Ideally, a succession plan will have an internal candidate ready for promotion: advancing a rising star’s career and providing continuity with minimum controversy and a positive message to the workforce that capable people who do well will be recognized and rewarded.

Often, however, hiring from outside is required. If the company has a competent HR recruiting function, direct ads and in-house screening may be effective for lower and some midlevel positions.

For more important midlevel management or specialist positions, outside assistance may be needed. There are many recruiting companies. By going to any networking event, it is hard not to collect business cards from such firms.

Most recruitment firms offer contingency searches. Usually the process begins with interviewing the hiring managers and agreeing on a job description and compensation range. The recruiter ideally provides a long list of candidates and works with the client in coming up with a short list. In reality, the contingency recruiter usually relies on names from their database, or active job seekers. The recruiter may do some fundamental reference and credential checking before the final offer is made. The success fee is normally in the range of 20 to 30 percent of the first year compensation, including regular bonuses.

For lower-level positions the contingency approach is preferred, since a wrong hire is not likely to be a strategic setback. However, a hire of the wrong senior manager can be costly in terms of negative impact on the organization and lost time.

Some recruiting companies claim they do both retained and contingency searches. In reality, these are contingency recruiters that are thrilled to be paid up front – but still deliver a contingency-class service.

There is also a small number of retainer-only search consultancies that focus on identifying, evaluating and attracting “C-suite” executives (CEO, head of region or country and positions reporting directly to the region/country head) – and sometimes accept engagements one level lower. These senior professionals partner with the client in a consultative process aimed at selecting organizational leaders. Success in these partnerships depends upon a shared focus built on trust, candor and responsiveness throughout the process.

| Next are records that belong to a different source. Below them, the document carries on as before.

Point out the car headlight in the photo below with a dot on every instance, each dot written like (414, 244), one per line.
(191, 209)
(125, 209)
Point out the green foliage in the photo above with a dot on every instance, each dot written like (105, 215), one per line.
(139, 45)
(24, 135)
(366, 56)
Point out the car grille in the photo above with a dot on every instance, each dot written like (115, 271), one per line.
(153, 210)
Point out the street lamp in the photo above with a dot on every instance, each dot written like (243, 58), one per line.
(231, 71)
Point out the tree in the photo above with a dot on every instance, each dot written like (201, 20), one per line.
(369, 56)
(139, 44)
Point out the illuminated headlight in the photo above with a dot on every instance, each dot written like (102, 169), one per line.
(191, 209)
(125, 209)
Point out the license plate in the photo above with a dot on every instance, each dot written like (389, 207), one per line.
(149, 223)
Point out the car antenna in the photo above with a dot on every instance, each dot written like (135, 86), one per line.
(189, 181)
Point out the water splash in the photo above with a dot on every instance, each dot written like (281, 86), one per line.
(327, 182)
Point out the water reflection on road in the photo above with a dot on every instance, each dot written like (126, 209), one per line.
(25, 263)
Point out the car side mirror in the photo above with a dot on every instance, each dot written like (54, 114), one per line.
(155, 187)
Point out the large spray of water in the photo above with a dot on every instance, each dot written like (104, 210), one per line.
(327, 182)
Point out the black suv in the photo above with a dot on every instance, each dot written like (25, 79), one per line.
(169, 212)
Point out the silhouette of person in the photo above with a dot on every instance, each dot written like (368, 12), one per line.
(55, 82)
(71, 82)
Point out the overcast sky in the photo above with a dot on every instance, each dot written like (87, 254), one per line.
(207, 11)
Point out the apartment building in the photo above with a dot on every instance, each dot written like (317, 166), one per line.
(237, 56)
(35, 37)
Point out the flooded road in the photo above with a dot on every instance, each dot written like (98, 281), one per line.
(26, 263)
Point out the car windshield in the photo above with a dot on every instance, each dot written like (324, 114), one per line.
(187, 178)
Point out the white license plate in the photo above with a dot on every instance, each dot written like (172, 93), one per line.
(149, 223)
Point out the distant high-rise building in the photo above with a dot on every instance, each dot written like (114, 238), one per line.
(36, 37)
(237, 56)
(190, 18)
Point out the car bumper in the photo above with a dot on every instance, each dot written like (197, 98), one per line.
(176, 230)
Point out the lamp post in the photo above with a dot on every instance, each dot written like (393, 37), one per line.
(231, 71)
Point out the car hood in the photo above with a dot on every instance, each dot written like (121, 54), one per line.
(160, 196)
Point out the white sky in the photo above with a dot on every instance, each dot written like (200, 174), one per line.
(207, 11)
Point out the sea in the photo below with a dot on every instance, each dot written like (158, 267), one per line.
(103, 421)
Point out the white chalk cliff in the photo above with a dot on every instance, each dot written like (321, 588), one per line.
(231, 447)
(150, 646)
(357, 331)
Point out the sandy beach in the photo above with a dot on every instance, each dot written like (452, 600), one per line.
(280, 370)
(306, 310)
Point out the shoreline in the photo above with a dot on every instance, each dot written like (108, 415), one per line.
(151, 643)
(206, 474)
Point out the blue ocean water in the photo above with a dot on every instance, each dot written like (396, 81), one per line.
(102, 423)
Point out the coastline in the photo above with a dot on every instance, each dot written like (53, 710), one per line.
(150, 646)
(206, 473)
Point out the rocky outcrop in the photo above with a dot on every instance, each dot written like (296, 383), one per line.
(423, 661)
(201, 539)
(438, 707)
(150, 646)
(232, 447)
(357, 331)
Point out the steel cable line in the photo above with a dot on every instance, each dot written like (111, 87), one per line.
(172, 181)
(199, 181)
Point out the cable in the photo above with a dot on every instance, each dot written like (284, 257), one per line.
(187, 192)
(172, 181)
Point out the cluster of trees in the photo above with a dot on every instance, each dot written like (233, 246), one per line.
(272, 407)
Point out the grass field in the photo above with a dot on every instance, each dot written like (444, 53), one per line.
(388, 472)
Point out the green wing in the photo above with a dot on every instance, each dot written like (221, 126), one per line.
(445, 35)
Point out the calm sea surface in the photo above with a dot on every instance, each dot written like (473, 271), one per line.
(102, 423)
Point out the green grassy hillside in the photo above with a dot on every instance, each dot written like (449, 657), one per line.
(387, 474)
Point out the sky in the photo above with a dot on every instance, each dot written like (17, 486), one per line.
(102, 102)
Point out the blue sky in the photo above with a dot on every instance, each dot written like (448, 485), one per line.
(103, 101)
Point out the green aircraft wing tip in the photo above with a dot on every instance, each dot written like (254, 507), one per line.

The search is conducted through an exclusive engagement with fees billed at the start and throughout the process. Consultant and client collaborate in determining leadership needs and defining executive positions. The consultant leads in identifying well-qualified individuals, selecting those best suited through a comprehensive evaluation process, and convincing them that the company/opportunity is a proper step in their career progression. Meanwhile, retained search consultants provide employers regular, detailed progress briefings.

This methodology proves to be the wisest option for senior leadership and other strategically critical hires. Some employers avoid retainer search due to the perceived costs, although in reality the total amount is not significantly higher than a contingency fee, and the risk of lost opportunity cost or reputation damage is greatly reduced. Most retained search firms are paid the equivalent to 33 to 35 percent of the total annual compensation, or in some cases a fixed fee not linked to compensation.

According to the Association of Executive Search Consultants, “Retained executive search consulting is a specialized form of management consulting. In addition to locating high-quality candidates, the retained search firm should provide information and feedback that not only helps direct the client’s search for executive talent but can also be used to run the client’s business more effectively. This feedback may include general market research regarding how the client’s organization is perceived in the market, competitive intelligence, and what kind of recruiting strategies may or may not be working at any given point in time.”

Retained searches most commonly take place when one or more of the following conditions apply:

Replacement of incumbent: There are times when a very high level of confidentiality must be maintained. As with other professional services firms – attorneys, accountants and strategic consultants – disciplined senior executive search professionals fully understand how to work with total discretion.

Difficult to find individual: Access to high-level executives who are not on the job market is fundamental, as is capability to invest time and resources thoroughly researching the target universe to identify key players.

Difficult internal promotion: Shareholder compliance (or internal debate) may necessitate a thorough look at external candidates in conjunction with independent evaluation of internal candidates.

The retained consultant will invest much more time than a contingency firm in understanding the client’s corporate culture, key executive personalities, vision, strategy and business objectives, and will be able to communicate this effectively to qualified individuals. Out of this process may emerge the “compelling story” critical to attracting a star executive.

A retained search firm will rigorously conduct reference checks with a broader range of people than those suggested by the candidate. It is in the best interest of the consultant as well as the client to flag concerns before an offer is finalized.

Most companies say “people are our most important asset,” yet often default to hiring friends of friends, applicants from newspaper or Internet ads, or resumes thrown at them from many sources. This may work for lower/midlevel positions, but tossing the dice when filling any key leadership role isn’t acceptable in today’s corporate environment.

In summary, there are a broad range of situations requiring different hiring strategies. The hiring executive has several options, and one recruiting strategy rarely fits all needs.